Data Scientist Core Skills

Data Scientist Core Skills

Data Scientist Core Skills
The familiarity and ability to use Hadoop, Java, Python, SQL, Hive, and Pig are core essentials. Programming itself and computer science in general is the very starting point of gathering data and understanding how to “get” data and piece it together. Just moving data is it’s own specialty reserved for ETL (extract, transformation, loading) specialists. ETL tools may include Informatica, MS SSIS, Teradata bulk loading tools among others. If you can’t GET data, you sure can’t analyze it. And you sure can’t expect somebody else to capture it for you. 

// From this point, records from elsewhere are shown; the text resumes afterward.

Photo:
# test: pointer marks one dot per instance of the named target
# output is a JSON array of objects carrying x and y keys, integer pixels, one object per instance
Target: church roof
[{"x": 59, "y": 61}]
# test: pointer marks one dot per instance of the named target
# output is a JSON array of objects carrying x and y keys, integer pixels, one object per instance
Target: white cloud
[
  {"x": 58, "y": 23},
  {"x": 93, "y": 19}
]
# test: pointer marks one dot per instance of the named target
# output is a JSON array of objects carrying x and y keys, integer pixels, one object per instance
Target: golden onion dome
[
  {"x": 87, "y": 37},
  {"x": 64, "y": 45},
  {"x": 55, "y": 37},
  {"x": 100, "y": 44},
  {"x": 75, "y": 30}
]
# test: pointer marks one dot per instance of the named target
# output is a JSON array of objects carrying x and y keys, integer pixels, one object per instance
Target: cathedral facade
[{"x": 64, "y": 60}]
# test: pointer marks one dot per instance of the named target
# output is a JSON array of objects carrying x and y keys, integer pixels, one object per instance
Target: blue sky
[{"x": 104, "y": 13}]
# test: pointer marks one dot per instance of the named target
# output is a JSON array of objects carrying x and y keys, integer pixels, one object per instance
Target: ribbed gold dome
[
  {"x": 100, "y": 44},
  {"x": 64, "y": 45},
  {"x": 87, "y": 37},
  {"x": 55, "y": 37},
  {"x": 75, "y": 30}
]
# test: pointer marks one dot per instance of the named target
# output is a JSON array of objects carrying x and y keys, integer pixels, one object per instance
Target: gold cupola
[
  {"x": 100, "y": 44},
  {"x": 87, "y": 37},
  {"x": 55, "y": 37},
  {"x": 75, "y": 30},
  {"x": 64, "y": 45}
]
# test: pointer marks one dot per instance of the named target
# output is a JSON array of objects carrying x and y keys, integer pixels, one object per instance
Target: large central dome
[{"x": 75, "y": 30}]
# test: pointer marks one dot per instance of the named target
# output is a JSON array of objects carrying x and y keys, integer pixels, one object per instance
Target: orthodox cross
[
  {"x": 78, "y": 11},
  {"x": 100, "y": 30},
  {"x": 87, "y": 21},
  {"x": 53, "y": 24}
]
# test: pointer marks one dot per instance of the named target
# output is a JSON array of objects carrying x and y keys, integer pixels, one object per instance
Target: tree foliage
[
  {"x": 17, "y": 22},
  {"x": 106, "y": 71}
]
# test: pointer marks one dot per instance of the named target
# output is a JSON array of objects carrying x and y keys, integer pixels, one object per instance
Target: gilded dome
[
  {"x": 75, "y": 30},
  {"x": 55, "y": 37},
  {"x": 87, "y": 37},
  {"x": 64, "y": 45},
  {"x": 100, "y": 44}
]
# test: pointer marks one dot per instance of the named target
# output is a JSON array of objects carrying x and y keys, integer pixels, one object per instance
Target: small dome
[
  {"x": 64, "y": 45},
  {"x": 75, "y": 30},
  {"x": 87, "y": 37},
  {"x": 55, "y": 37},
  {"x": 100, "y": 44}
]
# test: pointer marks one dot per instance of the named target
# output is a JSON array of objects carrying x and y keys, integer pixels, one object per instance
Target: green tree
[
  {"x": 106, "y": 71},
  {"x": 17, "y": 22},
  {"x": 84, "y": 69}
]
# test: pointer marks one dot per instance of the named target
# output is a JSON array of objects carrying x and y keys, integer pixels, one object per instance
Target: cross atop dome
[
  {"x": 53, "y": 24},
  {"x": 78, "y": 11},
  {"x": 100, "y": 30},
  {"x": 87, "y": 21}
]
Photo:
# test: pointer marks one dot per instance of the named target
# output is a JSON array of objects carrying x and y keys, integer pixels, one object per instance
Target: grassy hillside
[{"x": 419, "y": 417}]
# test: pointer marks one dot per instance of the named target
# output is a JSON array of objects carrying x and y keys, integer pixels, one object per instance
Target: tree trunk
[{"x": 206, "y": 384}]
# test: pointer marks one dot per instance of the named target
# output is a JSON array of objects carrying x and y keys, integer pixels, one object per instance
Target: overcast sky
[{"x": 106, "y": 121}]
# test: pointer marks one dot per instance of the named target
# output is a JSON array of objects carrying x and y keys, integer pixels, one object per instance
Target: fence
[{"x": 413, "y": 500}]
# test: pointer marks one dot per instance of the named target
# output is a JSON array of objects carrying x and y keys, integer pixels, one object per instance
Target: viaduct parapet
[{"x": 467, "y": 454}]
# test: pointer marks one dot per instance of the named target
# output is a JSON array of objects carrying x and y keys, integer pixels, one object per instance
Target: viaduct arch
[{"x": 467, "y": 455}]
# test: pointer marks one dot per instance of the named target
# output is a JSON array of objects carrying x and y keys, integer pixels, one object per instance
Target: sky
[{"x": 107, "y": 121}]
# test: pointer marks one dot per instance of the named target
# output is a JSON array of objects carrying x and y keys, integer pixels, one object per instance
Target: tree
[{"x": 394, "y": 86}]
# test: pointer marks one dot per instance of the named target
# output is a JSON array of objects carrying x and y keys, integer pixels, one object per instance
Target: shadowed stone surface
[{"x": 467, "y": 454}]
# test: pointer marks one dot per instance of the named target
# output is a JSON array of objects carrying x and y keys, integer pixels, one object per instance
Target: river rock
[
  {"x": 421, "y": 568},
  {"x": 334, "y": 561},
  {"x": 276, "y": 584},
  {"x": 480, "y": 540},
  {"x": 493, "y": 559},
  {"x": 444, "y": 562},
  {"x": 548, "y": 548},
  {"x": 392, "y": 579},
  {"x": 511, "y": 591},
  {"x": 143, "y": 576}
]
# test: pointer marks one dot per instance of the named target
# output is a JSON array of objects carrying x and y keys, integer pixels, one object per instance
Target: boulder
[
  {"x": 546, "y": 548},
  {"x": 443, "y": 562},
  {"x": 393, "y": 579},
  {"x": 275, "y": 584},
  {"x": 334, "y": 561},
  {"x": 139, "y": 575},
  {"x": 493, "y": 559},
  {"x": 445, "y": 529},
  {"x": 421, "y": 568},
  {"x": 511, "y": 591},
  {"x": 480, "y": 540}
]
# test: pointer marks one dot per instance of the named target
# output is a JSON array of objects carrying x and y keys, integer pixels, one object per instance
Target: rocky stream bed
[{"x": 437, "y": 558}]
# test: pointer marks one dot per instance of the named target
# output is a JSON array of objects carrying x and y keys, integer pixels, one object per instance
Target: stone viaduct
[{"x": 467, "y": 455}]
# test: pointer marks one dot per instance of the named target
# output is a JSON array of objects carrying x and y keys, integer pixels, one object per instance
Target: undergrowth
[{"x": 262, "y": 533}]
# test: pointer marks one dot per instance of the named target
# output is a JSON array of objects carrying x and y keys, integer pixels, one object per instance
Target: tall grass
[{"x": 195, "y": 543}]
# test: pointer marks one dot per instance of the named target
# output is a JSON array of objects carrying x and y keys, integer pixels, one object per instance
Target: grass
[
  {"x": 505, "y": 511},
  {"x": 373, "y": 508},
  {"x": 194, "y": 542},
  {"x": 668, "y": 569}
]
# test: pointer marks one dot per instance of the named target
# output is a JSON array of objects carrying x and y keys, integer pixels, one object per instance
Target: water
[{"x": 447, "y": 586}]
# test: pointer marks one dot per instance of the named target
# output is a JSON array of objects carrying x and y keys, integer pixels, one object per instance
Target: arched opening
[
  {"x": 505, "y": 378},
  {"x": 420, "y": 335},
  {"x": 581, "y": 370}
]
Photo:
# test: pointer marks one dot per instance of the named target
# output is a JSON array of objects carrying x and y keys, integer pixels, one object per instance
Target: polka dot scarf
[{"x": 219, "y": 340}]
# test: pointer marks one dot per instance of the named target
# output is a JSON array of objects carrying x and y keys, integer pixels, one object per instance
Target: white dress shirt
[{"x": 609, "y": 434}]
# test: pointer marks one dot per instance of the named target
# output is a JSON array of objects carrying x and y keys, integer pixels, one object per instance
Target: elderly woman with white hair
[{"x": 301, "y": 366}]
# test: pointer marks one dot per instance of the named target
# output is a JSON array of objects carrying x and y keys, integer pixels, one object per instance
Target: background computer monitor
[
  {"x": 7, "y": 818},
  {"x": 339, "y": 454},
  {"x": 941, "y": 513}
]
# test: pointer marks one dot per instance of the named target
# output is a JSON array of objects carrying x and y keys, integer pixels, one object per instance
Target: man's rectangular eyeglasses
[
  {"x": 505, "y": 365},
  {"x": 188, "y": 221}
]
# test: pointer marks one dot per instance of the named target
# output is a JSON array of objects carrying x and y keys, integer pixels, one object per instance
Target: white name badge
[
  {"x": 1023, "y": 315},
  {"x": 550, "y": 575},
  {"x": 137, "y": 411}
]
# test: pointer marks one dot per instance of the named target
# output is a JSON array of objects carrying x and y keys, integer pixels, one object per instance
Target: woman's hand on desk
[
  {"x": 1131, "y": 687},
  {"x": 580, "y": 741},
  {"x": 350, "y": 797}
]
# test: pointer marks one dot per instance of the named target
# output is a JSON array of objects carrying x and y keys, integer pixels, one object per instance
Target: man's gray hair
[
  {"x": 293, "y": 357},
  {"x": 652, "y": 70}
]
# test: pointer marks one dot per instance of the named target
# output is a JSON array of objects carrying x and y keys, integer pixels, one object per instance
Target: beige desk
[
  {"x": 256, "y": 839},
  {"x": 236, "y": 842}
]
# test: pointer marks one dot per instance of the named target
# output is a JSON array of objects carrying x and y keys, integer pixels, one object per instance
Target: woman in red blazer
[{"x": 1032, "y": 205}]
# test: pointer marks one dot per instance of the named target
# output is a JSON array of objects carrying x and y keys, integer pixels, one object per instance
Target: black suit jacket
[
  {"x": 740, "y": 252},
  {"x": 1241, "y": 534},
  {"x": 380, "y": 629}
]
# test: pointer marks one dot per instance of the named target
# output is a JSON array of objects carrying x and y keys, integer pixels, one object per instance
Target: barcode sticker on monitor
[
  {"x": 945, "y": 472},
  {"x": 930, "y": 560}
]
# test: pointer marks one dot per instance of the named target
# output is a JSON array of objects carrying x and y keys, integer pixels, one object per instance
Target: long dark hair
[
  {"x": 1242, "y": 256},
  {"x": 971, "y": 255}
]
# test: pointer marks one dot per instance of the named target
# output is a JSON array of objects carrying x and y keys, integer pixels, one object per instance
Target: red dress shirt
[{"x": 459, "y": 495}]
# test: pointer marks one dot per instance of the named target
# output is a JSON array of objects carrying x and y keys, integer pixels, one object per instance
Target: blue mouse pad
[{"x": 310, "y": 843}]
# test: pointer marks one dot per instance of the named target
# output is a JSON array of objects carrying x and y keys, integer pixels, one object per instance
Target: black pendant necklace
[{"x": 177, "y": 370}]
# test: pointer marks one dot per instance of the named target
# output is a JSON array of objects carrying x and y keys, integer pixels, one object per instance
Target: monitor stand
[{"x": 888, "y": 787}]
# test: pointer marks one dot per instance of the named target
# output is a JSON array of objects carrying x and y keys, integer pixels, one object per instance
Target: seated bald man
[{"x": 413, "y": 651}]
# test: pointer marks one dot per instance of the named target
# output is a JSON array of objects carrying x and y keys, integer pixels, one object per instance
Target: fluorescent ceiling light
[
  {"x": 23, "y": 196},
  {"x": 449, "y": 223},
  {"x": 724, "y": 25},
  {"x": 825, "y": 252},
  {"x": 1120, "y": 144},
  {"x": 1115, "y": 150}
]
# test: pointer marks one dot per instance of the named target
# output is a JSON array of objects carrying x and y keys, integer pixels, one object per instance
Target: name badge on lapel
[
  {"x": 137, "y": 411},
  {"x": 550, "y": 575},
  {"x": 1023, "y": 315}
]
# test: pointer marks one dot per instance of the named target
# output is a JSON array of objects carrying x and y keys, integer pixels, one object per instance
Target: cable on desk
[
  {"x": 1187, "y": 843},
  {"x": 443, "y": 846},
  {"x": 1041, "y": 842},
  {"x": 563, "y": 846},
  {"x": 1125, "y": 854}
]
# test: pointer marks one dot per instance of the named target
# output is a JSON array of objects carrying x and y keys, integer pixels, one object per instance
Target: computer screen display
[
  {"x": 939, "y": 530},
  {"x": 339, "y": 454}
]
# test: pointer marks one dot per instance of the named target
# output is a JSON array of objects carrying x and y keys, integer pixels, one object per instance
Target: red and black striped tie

Understanding the business data itself is its own special domain expertise that only comes with working in that data domain. Medical data is different from ecological data which is different from all the varieties of business data. This only comes from studying and asking lots of questions while working in that particular field.

Knowing the difference between a fact table that is put together well and one that is faulty with semi-structured unconstrained keys makes all the difference in how easily you can trust and massage the data you’re trying to capture. Knowing the validity and proper use of each of the dimensions is also key to leveraging any star-schemed data structure. Unstructured data is another story where you may have to figure or organize yourself a staging layer before the data itself is even useful. If you can’t get through these things you can’t begin making propositional sense of data to analyze.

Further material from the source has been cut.